Interferon (IFN) stimulates a whole repertoire of cellular genes, collectively referred to as ISGs (Interferon-stimulated genes). ISG20, a 3´-5´ exonuclease enzyme, has been previously shown to bind and degrade hepatitis B Virus (HBV) transcripts. Here, we show that the N6-methyladenosine (m(6)A)-modified HBV transcripts are selectively recognized and processed for degradation by ISG20. Moreover, this effect of ISG20 is critically regulated by m(6)A reader protein, YTHDF2 (YTH-domain family 2). Previously, we identified a unique m(6)A site within HBV transcripts and confirmed that methylation at nucleotide A1907 regulates HBV lifecycle. In this report, we now show that the methylation at A1907 is a critical regulator of IFN-α mediated decay of HBV RNA. We observed that the HBV RNAs become less sensitive to ISG20 mediated degradation when methyltransferase enzymes or m(6)A reader protein YTHDF2 are silenced in HBV expressing cells. By using an enzymatically inactive form ISG20(D94G), we further demonstrated that ISG20 forms a complex with m(6)A modified HBV RNA and YTHDF2 protein. Due to terminal redundancy, HBV genomic nucleotide A1907 position is acquired twice by pregenomic RNA (pgRNA) during transcription and therefore the sites of methylation are encoded within 5´ and 3´ epsilon stem loops.

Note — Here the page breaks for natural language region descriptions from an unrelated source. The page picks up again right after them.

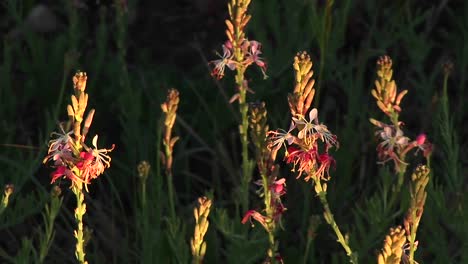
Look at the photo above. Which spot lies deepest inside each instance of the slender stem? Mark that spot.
(170, 190)
(79, 233)
(412, 239)
(269, 212)
(243, 130)
(331, 221)
(323, 43)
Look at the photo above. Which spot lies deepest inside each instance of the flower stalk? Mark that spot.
(394, 144)
(9, 189)
(197, 243)
(321, 191)
(393, 248)
(169, 108)
(308, 141)
(271, 187)
(419, 180)
(238, 54)
(51, 212)
(73, 159)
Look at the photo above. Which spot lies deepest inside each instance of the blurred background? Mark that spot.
(134, 51)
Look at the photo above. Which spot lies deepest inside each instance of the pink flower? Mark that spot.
(420, 139)
(278, 187)
(60, 148)
(307, 160)
(312, 130)
(279, 137)
(225, 60)
(255, 215)
(253, 56)
(64, 171)
(325, 162)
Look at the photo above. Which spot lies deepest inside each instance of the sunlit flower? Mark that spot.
(279, 137)
(253, 55)
(278, 187)
(306, 161)
(60, 148)
(63, 171)
(255, 215)
(225, 60)
(325, 162)
(312, 130)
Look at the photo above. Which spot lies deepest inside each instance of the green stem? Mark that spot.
(243, 130)
(323, 43)
(412, 239)
(269, 212)
(331, 221)
(79, 233)
(170, 190)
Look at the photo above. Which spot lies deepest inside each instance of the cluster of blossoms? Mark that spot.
(303, 150)
(78, 165)
(394, 144)
(251, 51)
(277, 189)
(69, 155)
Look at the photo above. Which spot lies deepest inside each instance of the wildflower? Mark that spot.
(312, 130)
(307, 160)
(93, 162)
(279, 137)
(278, 187)
(67, 173)
(325, 162)
(227, 59)
(424, 145)
(255, 215)
(60, 148)
(253, 55)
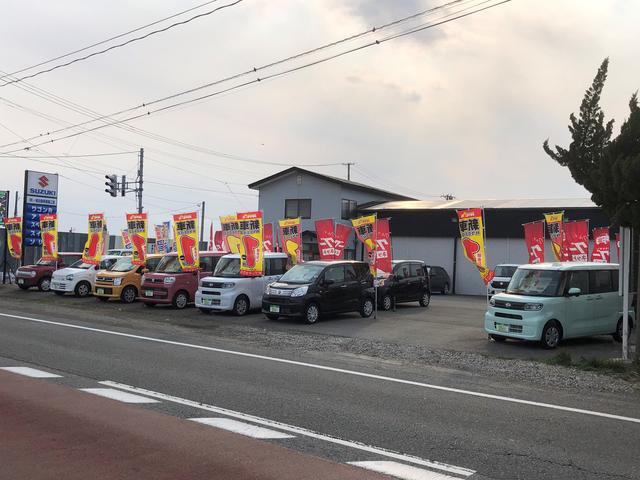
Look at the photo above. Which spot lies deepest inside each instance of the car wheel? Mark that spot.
(83, 289)
(311, 313)
(129, 294)
(366, 309)
(241, 306)
(180, 300)
(425, 300)
(44, 285)
(551, 335)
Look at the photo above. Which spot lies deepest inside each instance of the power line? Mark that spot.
(113, 47)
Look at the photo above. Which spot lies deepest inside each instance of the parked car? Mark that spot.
(440, 281)
(502, 277)
(408, 282)
(317, 288)
(169, 285)
(227, 290)
(549, 302)
(39, 275)
(122, 279)
(79, 278)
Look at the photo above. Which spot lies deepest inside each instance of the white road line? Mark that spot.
(30, 372)
(242, 428)
(402, 471)
(297, 430)
(119, 395)
(338, 370)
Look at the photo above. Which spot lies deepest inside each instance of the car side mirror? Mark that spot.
(574, 292)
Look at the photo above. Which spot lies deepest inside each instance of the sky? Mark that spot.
(461, 108)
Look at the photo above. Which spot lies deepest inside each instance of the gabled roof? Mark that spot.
(359, 186)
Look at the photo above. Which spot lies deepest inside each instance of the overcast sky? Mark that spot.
(462, 108)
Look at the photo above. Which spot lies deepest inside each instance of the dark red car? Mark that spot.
(39, 275)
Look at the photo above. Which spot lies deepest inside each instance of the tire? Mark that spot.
(366, 309)
(386, 303)
(311, 313)
(83, 289)
(44, 285)
(551, 335)
(180, 300)
(129, 294)
(425, 300)
(241, 306)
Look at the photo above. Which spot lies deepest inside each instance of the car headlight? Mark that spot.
(533, 306)
(300, 291)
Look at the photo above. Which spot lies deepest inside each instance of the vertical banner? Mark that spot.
(230, 233)
(601, 245)
(137, 226)
(534, 240)
(384, 256)
(268, 238)
(341, 238)
(576, 241)
(291, 239)
(49, 235)
(556, 233)
(185, 231)
(326, 239)
(92, 252)
(14, 236)
(251, 246)
(471, 226)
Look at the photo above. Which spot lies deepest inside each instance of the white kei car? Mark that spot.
(80, 277)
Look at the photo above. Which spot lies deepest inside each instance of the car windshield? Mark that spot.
(304, 273)
(228, 267)
(169, 264)
(536, 283)
(123, 264)
(505, 271)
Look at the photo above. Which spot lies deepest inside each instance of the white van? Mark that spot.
(227, 290)
(79, 278)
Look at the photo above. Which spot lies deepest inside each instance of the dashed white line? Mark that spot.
(402, 471)
(31, 372)
(242, 428)
(296, 430)
(119, 395)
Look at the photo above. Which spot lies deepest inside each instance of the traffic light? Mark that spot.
(112, 184)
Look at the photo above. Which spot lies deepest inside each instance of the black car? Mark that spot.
(409, 282)
(317, 288)
(440, 281)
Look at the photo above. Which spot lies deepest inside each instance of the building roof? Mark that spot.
(348, 183)
(545, 203)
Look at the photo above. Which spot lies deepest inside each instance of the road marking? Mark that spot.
(30, 372)
(290, 428)
(242, 428)
(402, 471)
(338, 370)
(119, 395)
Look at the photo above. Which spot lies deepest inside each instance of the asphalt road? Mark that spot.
(336, 407)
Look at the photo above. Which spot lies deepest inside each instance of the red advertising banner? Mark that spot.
(576, 241)
(326, 239)
(267, 237)
(534, 240)
(383, 248)
(601, 245)
(340, 240)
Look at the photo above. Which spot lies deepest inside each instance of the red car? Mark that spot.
(169, 285)
(39, 275)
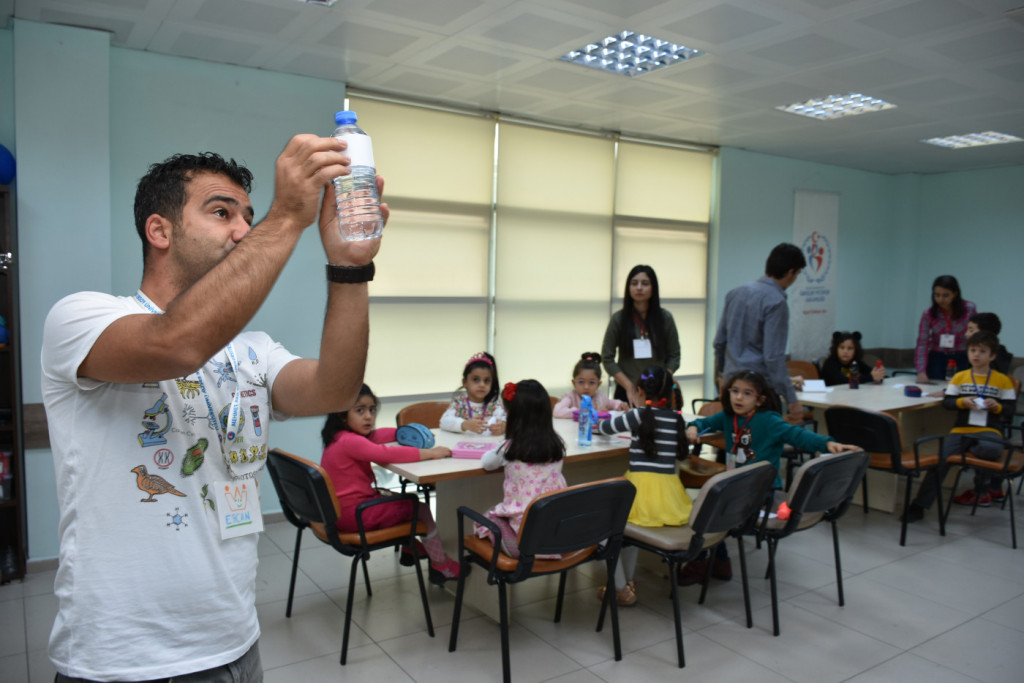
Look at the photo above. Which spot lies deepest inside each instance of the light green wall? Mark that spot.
(896, 232)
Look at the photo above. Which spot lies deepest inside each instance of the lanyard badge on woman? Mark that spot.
(240, 512)
(641, 346)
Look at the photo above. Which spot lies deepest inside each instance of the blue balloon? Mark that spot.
(6, 166)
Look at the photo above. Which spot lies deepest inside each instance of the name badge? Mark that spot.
(238, 508)
(978, 419)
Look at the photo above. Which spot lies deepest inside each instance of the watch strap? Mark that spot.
(350, 273)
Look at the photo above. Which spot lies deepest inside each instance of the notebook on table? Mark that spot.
(474, 450)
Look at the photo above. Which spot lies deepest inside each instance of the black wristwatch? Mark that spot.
(350, 273)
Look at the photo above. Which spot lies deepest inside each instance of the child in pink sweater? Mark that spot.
(587, 380)
(351, 444)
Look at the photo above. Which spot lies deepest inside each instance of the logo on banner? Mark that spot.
(818, 253)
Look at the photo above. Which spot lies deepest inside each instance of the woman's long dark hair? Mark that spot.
(337, 422)
(529, 431)
(654, 322)
(656, 384)
(772, 401)
(947, 283)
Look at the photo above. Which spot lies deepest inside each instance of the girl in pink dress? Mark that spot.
(587, 381)
(351, 445)
(531, 456)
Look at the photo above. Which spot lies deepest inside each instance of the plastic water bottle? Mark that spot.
(586, 421)
(355, 195)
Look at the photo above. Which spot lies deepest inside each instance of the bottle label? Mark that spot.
(360, 150)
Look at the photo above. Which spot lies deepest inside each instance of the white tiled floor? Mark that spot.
(938, 610)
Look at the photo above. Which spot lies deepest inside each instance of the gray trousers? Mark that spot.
(247, 669)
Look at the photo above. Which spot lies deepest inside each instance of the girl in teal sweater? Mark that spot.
(755, 431)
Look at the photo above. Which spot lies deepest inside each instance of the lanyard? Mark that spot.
(641, 326)
(980, 392)
(236, 412)
(738, 431)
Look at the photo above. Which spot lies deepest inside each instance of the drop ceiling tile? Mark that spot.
(253, 16)
(120, 29)
(623, 8)
(470, 60)
(709, 75)
(565, 79)
(368, 39)
(722, 24)
(223, 50)
(930, 90)
(421, 83)
(809, 50)
(327, 67)
(1011, 72)
(982, 46)
(922, 17)
(634, 95)
(869, 74)
(539, 33)
(434, 12)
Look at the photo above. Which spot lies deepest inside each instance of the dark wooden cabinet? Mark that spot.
(13, 532)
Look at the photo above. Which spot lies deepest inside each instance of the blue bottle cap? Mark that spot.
(344, 117)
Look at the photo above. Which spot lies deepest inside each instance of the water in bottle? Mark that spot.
(586, 421)
(355, 195)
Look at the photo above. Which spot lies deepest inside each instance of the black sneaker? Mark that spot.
(914, 513)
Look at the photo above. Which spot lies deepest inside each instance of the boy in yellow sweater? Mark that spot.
(982, 397)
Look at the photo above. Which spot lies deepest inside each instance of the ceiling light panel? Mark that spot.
(837, 107)
(973, 140)
(631, 53)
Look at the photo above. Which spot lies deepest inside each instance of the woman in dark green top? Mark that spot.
(641, 334)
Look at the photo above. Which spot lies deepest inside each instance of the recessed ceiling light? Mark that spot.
(973, 139)
(631, 53)
(836, 107)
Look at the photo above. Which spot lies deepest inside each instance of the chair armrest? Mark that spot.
(925, 439)
(387, 500)
(464, 512)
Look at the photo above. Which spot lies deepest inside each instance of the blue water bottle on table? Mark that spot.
(586, 421)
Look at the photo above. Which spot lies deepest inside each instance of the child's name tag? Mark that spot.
(237, 507)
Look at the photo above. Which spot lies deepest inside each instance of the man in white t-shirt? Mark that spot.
(159, 408)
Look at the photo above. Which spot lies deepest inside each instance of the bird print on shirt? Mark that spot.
(153, 484)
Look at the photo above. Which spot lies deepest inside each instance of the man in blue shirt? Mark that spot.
(755, 326)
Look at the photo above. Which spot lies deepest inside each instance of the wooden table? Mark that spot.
(916, 417)
(460, 481)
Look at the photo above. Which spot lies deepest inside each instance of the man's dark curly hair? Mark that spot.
(163, 189)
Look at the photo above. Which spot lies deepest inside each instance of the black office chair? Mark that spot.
(308, 501)
(1005, 470)
(821, 489)
(728, 503)
(579, 524)
(880, 435)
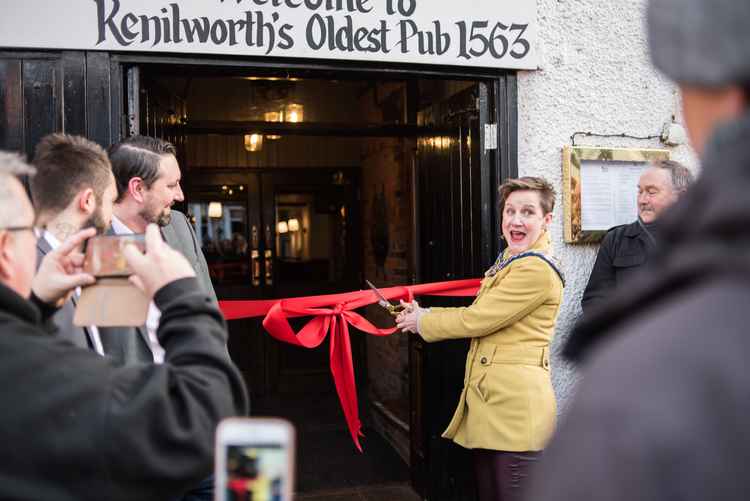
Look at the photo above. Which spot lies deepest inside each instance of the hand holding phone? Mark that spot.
(254, 460)
(60, 271)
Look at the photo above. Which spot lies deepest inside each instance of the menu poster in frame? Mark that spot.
(600, 189)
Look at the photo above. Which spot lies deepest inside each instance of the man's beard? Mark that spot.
(97, 222)
(161, 218)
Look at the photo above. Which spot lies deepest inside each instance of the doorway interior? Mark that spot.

We generated HBV mutants that lack m(6)A site at either one (5´ or 3´) or both the termini (5´& 3´). Using these mutants, we demonstrated that m(6)A modified HBV RNAs are subjected to ISG20-mediated decay and propose sequence of events, in which ISG20 binds with YTHDF2 and recognizes m(6)A-modified HBV transcripts to carry out the ribonuclease activity. This is the first study, which identifies a hitherto unknown role of m(6)A modification of RNA in IFN-α induced viral RNA degradation and proposes a new role of YTHDF2 protein as a cofactor required for IFN-α mediated viral RNA degradation.